O ministro do Supremo Tribunal Federal Gilmar Mendes afirmou em entrevista nesta sexta-feira (14) que, embora simpatize com as preocupações da imprensa com o caso de Raimundo Cutrim, o direito a sigilo de fonte não pode ser utilizado para cometer potenciais delitos.

A posição de Mendes se alinha com a de Alexandre de Moraes, que determinou uma operação de busca e apreensão contra Cutrim nesta terça-feira (11). Ele teria sido a fonte do jornalista Luís Pablo numa investigação sobre o suposto uso de veículos do Tribunal de Justiça do Maranhão por familiares de outro ministro do STF, Flávio Dino.

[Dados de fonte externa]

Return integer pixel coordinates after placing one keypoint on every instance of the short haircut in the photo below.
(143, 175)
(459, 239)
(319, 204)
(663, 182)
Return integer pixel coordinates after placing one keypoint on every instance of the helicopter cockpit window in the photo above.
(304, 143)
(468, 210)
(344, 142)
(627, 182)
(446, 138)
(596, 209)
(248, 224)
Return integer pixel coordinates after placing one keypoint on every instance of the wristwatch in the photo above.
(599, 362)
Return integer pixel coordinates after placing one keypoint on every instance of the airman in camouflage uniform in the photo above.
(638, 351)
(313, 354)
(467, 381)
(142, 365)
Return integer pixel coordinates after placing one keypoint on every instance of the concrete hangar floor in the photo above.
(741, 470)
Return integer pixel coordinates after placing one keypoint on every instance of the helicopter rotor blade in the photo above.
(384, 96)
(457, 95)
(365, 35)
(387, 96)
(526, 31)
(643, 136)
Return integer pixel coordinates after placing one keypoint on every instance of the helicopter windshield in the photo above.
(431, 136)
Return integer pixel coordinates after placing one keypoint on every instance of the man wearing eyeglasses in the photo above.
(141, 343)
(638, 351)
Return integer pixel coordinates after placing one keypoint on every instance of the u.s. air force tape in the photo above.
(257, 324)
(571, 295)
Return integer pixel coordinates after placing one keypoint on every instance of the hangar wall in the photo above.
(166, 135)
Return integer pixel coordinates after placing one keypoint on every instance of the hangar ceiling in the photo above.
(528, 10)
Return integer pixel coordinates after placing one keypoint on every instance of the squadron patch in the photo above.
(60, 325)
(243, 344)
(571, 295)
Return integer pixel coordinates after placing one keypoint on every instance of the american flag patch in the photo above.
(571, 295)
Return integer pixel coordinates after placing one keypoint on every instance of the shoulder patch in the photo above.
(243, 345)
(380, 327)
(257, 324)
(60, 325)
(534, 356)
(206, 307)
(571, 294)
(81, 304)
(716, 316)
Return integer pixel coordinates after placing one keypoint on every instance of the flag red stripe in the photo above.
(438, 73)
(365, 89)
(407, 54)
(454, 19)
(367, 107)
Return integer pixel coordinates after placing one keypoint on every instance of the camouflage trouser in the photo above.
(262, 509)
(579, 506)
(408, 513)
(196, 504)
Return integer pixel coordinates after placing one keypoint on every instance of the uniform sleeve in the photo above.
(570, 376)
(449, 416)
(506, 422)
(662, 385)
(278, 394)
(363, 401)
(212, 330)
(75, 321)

"Como qualquer direito ou sistema de proteção de direito, nós temos o uso e o abuso. Certamente, nós não podemos usar determinadas prerrogativas para delas abusar ou eventualmente frustrar outros direitos", disse o ministro.
Mendes afirmou que a investigação aponta para indícios de "ameaça, chantagem e constrangimento ilegal". O jornalista maranhense é acusado de perseguição contra o ministro e seus familiares.
O ministro diz entender a preocupação da imprensa, e que o sigilo de fonte "é um dos pilares do sistema de imprensa livre". Ainda assim, acredita ser necessário "matizar as situações".